# preventing doug fir from yellowing, possible?



## Spikes (Apr 11, 2018)

Hi,

newbie woodworker here, I'm prepping to make a bed using doug fir. I intend to stain it with an oak finish and worry + water poly clear coat or maybe brush on lacquer. I've read that while all wood yellows over time, doug fir is particularly bad at it. Is there any combination of finishes, sealant or whatnot that can prevent/reduce the yellowing? Some people seem to suggest that the only acceptable finish is a dark one to hide the yellowing, but I'd like to keep it light.

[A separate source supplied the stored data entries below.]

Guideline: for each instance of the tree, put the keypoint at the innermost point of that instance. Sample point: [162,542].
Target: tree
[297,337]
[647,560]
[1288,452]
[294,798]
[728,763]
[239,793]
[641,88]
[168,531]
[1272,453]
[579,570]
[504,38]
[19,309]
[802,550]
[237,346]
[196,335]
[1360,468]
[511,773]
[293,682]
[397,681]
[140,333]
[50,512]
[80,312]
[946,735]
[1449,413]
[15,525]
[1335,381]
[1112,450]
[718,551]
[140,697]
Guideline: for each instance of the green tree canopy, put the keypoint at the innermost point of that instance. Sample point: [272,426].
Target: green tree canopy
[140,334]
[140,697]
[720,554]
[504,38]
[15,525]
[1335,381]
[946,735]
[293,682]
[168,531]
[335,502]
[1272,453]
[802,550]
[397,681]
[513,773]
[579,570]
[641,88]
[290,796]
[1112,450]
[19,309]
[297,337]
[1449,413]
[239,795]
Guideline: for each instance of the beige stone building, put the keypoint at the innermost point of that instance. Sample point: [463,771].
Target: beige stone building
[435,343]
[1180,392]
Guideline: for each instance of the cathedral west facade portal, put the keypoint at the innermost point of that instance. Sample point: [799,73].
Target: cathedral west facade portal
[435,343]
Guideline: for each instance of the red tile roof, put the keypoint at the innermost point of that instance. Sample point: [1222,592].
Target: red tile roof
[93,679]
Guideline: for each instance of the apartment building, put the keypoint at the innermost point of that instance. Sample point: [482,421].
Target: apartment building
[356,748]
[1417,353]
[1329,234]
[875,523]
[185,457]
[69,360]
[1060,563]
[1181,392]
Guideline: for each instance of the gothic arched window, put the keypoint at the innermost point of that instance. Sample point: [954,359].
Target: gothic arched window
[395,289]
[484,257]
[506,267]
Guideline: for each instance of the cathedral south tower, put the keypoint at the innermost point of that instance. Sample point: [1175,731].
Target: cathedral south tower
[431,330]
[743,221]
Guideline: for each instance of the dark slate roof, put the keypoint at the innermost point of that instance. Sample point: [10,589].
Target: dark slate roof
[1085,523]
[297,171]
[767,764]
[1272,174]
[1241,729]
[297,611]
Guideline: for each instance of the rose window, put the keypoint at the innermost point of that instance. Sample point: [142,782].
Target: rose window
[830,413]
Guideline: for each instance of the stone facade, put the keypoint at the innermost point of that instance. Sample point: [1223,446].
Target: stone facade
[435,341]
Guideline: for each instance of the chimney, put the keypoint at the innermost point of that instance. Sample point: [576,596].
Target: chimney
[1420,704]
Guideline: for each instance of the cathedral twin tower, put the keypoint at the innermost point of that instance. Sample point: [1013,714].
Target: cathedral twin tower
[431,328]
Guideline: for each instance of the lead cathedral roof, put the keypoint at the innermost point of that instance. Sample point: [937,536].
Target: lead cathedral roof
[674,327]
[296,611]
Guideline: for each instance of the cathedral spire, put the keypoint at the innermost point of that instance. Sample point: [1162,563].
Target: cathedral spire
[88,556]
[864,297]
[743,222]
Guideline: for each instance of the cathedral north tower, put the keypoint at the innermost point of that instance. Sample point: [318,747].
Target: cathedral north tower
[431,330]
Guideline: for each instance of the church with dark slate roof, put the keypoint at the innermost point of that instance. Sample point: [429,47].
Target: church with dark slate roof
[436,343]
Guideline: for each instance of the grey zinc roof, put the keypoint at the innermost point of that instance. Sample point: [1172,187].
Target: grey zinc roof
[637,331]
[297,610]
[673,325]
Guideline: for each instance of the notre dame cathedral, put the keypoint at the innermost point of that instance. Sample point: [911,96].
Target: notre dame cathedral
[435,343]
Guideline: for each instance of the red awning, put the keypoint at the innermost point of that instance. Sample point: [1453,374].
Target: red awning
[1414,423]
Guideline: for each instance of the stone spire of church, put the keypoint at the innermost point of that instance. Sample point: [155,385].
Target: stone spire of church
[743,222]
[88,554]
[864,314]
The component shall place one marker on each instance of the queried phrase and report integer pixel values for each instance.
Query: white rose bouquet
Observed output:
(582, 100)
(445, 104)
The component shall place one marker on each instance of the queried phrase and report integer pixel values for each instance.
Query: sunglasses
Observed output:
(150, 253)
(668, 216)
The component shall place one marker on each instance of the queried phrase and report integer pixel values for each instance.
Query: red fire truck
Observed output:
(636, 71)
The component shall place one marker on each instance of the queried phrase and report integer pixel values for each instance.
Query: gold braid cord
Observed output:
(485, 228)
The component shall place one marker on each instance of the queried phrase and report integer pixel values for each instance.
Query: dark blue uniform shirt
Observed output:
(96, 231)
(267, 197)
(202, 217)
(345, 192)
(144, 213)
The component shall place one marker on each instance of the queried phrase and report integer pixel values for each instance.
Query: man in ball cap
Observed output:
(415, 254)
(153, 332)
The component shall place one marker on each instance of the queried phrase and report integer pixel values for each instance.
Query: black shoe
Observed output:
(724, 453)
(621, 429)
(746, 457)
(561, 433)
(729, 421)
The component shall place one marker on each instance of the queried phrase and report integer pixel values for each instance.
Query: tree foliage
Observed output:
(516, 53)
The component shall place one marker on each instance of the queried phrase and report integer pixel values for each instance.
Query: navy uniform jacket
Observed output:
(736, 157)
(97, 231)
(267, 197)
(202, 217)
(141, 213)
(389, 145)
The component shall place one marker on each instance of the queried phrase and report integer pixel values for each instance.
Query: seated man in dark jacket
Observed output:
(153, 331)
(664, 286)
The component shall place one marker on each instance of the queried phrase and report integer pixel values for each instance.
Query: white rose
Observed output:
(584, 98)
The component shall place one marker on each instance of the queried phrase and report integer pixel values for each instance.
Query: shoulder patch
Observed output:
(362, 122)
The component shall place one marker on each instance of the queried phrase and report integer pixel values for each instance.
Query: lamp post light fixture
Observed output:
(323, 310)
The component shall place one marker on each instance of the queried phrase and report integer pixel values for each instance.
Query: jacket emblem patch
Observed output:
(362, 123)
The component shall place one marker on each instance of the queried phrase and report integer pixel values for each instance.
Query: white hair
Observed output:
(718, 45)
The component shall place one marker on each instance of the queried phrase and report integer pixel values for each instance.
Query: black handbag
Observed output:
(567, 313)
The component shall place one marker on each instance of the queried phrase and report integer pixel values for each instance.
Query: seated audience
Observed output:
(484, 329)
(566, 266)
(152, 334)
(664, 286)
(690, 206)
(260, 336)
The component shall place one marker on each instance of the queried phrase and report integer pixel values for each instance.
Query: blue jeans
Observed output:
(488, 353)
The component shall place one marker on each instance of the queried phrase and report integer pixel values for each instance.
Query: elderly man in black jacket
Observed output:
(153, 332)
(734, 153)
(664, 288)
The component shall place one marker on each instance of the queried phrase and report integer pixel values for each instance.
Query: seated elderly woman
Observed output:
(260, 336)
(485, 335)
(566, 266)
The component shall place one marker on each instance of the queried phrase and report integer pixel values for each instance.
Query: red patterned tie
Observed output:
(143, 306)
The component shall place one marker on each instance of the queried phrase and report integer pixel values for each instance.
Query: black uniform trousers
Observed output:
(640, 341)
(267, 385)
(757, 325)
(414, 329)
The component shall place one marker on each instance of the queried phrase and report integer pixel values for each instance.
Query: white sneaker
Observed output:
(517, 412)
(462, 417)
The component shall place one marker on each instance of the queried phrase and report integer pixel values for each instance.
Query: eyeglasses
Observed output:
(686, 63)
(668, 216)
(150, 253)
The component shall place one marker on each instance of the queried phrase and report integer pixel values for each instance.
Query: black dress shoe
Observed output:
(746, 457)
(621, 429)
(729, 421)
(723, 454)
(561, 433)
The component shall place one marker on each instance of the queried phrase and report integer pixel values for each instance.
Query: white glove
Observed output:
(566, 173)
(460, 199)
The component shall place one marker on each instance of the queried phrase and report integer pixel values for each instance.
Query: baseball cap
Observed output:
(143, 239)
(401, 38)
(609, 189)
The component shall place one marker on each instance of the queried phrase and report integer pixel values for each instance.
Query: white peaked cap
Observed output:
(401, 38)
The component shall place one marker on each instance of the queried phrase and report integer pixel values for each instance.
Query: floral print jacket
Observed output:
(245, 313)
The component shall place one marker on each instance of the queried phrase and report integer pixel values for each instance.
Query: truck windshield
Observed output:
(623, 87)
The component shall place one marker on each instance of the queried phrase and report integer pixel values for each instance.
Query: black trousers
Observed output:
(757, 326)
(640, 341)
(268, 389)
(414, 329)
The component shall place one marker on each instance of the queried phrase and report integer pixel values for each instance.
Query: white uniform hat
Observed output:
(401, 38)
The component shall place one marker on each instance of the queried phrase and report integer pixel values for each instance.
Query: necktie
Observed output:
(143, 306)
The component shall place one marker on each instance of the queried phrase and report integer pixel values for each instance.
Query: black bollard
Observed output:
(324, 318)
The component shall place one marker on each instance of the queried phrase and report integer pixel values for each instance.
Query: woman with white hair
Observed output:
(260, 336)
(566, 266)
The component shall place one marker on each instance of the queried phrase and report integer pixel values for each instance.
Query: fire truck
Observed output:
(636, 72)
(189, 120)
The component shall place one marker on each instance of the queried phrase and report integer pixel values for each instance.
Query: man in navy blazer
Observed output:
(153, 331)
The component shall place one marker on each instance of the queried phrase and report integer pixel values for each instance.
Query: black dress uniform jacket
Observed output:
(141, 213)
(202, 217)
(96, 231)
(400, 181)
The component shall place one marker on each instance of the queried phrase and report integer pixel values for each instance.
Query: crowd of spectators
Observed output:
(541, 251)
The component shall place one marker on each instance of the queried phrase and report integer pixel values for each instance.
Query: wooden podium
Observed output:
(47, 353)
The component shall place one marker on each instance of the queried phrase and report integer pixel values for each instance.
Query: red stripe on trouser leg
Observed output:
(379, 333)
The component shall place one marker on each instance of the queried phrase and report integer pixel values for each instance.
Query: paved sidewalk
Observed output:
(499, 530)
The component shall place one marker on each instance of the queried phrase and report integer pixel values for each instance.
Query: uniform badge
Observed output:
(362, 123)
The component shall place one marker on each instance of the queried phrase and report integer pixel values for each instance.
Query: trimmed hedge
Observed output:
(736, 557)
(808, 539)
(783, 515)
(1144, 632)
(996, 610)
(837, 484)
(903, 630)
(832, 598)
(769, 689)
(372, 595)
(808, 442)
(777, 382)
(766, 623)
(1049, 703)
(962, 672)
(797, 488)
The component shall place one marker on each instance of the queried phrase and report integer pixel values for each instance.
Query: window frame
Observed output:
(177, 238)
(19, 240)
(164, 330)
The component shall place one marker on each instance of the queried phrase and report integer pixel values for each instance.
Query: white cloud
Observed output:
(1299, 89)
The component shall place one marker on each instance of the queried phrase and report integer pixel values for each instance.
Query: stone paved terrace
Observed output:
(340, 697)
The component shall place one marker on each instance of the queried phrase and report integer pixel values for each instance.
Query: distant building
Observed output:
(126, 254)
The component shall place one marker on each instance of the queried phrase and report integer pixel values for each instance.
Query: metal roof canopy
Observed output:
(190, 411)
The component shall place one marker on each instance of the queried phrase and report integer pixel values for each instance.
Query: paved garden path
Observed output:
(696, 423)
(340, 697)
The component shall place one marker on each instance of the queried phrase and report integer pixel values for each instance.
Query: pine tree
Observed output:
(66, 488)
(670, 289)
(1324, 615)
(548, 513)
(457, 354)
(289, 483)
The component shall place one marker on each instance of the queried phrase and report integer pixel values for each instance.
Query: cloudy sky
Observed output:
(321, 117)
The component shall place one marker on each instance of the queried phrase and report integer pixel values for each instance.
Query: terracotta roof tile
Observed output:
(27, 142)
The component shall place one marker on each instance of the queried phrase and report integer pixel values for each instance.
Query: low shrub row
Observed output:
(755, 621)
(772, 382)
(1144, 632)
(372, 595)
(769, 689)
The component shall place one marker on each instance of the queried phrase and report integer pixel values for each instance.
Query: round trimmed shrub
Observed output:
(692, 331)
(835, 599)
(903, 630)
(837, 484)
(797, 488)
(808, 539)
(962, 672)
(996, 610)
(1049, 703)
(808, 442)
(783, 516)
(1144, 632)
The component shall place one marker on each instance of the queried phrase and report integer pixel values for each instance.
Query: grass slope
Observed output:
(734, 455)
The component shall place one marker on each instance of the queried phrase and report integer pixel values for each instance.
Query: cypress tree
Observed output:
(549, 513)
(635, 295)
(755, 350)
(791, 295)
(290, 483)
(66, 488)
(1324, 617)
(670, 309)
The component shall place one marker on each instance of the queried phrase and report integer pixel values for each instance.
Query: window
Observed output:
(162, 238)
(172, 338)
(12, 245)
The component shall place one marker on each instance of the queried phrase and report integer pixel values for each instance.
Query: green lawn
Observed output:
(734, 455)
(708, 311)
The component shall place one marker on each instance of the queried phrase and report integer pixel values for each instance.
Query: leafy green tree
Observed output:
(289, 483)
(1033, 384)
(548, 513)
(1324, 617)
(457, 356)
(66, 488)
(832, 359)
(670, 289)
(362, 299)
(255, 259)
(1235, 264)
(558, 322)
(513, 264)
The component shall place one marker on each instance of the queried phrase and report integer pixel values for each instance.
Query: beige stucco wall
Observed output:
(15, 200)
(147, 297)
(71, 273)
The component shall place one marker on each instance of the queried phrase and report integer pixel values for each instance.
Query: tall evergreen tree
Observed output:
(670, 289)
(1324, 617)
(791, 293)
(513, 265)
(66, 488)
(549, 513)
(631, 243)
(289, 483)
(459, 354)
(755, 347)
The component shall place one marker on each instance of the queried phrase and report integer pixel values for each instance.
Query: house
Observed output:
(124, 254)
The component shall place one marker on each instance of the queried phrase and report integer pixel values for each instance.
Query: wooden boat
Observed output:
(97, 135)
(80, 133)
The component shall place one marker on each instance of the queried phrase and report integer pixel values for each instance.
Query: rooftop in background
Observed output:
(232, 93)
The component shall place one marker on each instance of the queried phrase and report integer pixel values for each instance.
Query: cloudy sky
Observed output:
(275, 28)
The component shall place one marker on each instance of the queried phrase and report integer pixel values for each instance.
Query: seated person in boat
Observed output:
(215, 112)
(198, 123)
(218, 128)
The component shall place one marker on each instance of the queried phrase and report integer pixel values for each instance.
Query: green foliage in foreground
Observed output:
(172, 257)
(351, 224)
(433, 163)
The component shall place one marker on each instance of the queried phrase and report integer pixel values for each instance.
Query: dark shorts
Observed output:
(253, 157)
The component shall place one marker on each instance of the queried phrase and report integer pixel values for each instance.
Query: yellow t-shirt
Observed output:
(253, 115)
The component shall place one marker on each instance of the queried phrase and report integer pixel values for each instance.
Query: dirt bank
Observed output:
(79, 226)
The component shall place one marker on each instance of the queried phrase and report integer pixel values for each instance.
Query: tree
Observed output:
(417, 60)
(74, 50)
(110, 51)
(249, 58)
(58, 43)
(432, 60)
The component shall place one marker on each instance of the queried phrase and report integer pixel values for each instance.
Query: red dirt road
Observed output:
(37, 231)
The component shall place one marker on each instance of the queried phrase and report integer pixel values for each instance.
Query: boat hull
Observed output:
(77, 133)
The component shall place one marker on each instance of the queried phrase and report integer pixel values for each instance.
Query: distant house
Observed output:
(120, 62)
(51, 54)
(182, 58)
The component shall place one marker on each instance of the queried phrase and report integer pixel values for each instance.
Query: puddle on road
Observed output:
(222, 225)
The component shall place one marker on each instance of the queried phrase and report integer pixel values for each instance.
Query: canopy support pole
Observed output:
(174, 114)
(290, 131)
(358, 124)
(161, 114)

Also I've read that soft woods have inconsistent hardness between late growth and early growth and that shows in blotchy finishing. It seems people precondition the wood to avoid that, but I have not been able to find a clear recommendation in the case of doug fir.

thanks for any input,


----------



## BillWhite (Jul 23, 2007)

I often use thinned shellac (dewaxed) as a wash coat.
Charles Neil, who is a member here, sells a pre-finish blotch control that has good reviews.
A water based finish will minimize yellowing. Remember, I said "minimize".


----------



## Holbs (Nov 4, 2012)

^^^ I agree. Charles Neil is probably busy with Christmas woodworking stuff  He does have a page you should visit. He also sells that blotch control from his webpage. Great reviews on it. And great vids and advice.
http://www.cn-woodworking.com/finishing-class/


----------



## Unknowncraftsman (Jun 23, 2013)

Douglas fir does not yellow over time it gets darker. Eventually turns a nice cinnamon brown color but it takes about 40 years. So if you want to speed things up. Here's how I've done it wash coat with super blonde shellac to close some of the pores. Then generals finish pecan oil based stain at least two coats. Then top coat polyurethane gel.

Not against Mr Neil's finishing at all. Much respect for Charles

One more thing I would like to add if your using construction lumber from the borg all bets are off. I only have stained Clear vertical grain fir with close growth rings.


----------